While initial proceedings in Ongwen’s case will occur in the seat of the ICC in the Hague, the ICC can still hold the trial in Gulu, northern Ugandan under Article 62 of the Rome Statute. Holding the trial in northern Uganda would allow victims and the affected community to “see justice done” and participate more easily. Northern Uganda has been relatively peaceful since the LRA left the country in 2006, and should not pose any serious concerns for ICC proceedings. Undoubtedly, in the coming months, we will see the ICC carrying out outreach to affect communities in northern Uganda, investigators contacting witnesses, and greater visibility of the work of the Court’s Trust Fund for Victims.
Doing justice for victims
The prosecution of Ongwen will not bring justice to the hundreds of thousands of victims of the LRA conflict. The charges against Ongwen are limited to two very specific massacres in 2004 in northern Uganda. While victims will be able to participate at the ICC trial of Ongwen, and 41 are already registered, any reparations order by the court are likely to be at least five years away. The ICC Registry now faces processing thousands of applications, which have been already supplied to the court since 2005. Many of these victims may now be dead or have moved from Internally Displaced Peoples’ camps back to their villages, and so will be difficult to trace.
What must be remembered is that justice for the victims of the LRA conflict cannot be secured by criminal trials alone.

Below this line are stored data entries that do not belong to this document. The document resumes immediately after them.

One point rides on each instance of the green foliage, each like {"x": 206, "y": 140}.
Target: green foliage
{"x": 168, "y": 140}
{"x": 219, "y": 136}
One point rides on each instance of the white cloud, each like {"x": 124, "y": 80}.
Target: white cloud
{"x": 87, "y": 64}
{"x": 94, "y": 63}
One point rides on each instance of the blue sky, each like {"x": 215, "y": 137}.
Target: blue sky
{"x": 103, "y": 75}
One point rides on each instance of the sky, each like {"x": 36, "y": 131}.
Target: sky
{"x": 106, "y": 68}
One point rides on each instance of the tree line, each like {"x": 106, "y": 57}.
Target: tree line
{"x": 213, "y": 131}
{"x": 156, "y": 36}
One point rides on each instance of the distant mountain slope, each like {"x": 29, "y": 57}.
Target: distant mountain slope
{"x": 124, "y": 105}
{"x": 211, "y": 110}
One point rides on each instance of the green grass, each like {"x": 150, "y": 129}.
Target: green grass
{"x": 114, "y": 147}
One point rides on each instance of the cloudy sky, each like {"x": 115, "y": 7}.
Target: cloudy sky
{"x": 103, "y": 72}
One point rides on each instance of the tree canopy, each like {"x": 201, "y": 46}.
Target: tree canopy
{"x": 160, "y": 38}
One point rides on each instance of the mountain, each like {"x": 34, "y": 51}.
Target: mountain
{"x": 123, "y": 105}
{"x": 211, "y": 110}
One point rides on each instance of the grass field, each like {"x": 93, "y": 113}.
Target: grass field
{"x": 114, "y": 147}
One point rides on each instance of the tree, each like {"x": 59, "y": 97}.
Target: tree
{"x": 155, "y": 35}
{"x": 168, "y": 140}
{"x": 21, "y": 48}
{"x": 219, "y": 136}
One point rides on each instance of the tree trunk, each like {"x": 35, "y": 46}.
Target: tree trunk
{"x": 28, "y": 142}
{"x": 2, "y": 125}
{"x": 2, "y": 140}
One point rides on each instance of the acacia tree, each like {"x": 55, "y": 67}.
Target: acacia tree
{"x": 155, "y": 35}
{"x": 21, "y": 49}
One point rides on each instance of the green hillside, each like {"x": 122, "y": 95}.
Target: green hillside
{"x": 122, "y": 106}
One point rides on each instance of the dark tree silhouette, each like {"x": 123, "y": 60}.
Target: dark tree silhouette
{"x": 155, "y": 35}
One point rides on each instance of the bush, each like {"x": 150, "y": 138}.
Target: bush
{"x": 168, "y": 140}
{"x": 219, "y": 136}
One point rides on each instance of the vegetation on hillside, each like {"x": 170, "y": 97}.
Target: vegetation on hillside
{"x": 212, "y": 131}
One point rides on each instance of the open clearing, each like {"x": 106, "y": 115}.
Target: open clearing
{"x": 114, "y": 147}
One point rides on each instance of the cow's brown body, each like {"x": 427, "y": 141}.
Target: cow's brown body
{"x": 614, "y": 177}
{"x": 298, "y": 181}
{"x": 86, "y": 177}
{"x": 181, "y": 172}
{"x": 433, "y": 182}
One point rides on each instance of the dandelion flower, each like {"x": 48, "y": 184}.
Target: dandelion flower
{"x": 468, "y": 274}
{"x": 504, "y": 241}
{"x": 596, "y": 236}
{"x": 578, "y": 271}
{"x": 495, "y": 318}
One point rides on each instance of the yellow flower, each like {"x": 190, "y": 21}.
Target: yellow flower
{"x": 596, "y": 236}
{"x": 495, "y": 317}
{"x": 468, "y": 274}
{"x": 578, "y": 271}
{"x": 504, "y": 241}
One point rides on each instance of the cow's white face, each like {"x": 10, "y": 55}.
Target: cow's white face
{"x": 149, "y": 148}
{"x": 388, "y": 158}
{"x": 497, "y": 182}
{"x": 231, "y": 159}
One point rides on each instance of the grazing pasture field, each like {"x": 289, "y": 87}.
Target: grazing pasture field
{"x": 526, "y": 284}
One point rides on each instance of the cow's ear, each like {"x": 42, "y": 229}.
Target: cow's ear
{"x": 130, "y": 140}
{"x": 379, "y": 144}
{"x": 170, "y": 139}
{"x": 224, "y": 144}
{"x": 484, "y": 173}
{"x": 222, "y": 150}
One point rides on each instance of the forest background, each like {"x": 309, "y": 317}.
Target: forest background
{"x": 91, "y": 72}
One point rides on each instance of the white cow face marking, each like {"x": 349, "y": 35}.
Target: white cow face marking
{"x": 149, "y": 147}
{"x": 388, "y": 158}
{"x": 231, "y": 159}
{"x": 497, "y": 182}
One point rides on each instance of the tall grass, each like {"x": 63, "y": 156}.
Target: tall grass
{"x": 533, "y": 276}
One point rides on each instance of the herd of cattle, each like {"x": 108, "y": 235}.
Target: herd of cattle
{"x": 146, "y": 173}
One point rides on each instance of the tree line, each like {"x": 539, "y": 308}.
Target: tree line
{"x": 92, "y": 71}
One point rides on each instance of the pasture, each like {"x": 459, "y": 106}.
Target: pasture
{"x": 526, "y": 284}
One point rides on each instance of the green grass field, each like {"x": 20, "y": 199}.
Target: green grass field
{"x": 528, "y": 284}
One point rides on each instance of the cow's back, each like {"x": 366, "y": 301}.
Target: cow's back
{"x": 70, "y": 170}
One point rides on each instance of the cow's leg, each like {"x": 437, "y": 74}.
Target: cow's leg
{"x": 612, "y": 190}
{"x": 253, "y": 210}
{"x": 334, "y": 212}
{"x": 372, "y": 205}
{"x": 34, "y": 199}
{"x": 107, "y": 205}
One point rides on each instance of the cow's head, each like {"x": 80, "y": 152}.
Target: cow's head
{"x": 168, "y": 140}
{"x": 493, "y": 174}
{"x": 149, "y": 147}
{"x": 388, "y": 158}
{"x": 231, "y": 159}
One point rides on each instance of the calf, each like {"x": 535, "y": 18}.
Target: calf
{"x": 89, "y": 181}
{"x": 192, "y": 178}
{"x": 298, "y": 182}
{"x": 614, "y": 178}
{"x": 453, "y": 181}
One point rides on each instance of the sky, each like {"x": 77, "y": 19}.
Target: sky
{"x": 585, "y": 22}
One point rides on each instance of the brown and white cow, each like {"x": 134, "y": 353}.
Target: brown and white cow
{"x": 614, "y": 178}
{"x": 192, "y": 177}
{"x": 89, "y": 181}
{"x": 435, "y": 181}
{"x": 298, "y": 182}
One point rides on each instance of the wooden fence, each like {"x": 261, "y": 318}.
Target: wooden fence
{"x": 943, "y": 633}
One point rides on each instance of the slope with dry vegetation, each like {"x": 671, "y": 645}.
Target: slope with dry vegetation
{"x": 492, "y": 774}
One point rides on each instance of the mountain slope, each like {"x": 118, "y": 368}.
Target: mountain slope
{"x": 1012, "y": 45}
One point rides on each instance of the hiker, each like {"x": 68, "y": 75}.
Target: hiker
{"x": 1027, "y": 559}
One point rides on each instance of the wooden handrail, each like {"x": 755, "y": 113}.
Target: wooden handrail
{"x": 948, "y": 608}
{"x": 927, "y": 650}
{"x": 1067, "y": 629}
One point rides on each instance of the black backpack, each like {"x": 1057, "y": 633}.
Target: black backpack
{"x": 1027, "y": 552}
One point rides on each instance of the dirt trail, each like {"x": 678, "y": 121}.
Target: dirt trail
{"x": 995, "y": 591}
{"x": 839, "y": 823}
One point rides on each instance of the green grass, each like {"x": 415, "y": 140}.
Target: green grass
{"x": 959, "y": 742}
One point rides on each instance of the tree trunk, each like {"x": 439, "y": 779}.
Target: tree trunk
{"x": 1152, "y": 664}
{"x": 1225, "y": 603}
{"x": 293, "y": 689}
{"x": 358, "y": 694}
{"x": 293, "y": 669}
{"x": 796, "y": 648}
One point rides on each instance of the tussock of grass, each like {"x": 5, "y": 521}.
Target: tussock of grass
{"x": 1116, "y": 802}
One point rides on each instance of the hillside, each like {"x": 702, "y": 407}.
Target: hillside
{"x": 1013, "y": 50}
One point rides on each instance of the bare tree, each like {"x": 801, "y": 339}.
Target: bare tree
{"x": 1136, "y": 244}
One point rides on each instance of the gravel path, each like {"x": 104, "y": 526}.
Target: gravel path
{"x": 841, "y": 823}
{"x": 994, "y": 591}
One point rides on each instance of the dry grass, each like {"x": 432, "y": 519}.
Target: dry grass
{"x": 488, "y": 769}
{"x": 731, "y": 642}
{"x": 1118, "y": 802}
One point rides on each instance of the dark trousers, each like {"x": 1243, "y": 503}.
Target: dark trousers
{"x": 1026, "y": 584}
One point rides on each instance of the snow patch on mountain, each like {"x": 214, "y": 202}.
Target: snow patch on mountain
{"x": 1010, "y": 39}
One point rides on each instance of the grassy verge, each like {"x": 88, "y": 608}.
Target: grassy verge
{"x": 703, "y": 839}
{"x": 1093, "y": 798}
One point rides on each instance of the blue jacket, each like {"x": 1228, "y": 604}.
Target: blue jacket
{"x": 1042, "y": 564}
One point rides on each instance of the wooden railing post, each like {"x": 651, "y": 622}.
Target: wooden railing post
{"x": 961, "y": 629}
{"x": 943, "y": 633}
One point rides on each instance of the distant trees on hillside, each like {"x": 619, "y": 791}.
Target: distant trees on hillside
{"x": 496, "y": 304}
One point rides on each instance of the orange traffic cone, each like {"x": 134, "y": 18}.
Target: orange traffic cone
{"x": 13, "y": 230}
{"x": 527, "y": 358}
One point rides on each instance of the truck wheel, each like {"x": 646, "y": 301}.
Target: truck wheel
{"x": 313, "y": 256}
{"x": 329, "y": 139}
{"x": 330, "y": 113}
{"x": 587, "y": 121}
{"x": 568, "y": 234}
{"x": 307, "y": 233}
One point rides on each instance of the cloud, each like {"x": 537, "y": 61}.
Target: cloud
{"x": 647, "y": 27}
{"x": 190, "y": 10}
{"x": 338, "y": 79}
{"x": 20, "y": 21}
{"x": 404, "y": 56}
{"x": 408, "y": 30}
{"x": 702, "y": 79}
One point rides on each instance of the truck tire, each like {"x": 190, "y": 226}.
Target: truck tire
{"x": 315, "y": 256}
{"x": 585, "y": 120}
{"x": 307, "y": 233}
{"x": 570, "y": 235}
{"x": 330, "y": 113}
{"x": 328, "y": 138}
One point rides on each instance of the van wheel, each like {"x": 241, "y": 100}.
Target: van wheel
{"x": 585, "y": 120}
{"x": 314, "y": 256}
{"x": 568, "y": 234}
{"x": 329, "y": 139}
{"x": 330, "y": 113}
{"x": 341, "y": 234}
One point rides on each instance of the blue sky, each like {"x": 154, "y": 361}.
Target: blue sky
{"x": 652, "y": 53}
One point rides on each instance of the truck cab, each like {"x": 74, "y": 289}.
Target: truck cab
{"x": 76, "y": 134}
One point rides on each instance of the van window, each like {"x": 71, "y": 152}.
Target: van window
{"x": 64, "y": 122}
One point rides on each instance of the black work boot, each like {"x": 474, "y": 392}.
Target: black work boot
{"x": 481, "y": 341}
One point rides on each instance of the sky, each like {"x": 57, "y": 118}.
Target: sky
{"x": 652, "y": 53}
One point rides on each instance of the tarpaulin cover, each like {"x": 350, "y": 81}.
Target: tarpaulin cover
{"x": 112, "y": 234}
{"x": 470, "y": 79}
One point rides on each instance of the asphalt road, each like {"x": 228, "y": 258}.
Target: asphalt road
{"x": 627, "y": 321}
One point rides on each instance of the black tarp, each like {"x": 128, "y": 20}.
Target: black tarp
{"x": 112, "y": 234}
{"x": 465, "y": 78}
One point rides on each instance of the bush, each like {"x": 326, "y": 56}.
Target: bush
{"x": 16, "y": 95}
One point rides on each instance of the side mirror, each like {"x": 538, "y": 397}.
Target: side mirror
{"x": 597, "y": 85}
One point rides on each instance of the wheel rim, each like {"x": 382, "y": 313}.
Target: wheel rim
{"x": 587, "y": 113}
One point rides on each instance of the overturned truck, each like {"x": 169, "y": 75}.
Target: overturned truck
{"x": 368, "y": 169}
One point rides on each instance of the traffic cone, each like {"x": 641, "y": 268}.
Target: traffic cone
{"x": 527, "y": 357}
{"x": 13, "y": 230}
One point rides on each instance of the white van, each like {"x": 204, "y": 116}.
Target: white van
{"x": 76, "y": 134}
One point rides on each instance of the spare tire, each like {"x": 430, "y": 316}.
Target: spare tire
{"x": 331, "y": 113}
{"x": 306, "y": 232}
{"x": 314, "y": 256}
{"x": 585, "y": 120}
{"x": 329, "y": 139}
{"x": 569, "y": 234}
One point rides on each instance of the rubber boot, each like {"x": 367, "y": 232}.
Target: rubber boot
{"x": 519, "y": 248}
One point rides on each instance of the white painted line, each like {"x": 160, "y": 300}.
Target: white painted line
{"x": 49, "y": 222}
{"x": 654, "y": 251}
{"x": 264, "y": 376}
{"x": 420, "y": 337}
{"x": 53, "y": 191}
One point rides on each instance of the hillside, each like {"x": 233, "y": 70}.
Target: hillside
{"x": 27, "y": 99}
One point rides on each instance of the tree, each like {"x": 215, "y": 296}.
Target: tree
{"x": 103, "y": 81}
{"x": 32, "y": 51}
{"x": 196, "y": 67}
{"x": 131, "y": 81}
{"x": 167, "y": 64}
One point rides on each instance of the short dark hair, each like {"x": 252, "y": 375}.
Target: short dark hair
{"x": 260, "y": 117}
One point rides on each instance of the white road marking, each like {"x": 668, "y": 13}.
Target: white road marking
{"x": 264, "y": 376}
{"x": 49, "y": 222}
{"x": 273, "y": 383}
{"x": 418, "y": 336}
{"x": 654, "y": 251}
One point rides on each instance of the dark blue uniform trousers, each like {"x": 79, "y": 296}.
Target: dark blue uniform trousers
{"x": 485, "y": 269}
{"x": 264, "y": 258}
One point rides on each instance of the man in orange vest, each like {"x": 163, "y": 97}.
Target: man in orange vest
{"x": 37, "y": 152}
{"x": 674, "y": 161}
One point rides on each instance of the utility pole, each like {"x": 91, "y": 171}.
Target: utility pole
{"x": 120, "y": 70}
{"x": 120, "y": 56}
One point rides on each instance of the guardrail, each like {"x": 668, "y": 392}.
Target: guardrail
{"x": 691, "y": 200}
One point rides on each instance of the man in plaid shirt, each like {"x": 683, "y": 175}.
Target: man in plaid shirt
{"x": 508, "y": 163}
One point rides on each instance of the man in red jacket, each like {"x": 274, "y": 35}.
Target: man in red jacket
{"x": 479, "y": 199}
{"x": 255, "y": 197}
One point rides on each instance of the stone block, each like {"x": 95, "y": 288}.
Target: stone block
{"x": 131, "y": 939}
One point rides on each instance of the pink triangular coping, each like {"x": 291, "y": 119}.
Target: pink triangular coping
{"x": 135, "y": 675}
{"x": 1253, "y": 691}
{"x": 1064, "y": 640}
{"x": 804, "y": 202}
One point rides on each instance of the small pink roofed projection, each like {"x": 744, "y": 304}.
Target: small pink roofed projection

There is need for a comprehensive approach, including accountability, truth and reparations for all victims of the conflict, not just for those few victims who can participate and receive reparations from the ICC. The trial of Dominic Ongwen at the ICC will hopefully draw desperately needed attention to the plight of the war victims, putting international pressure on the Ugandan government to implement its long awaited transitional justice policy.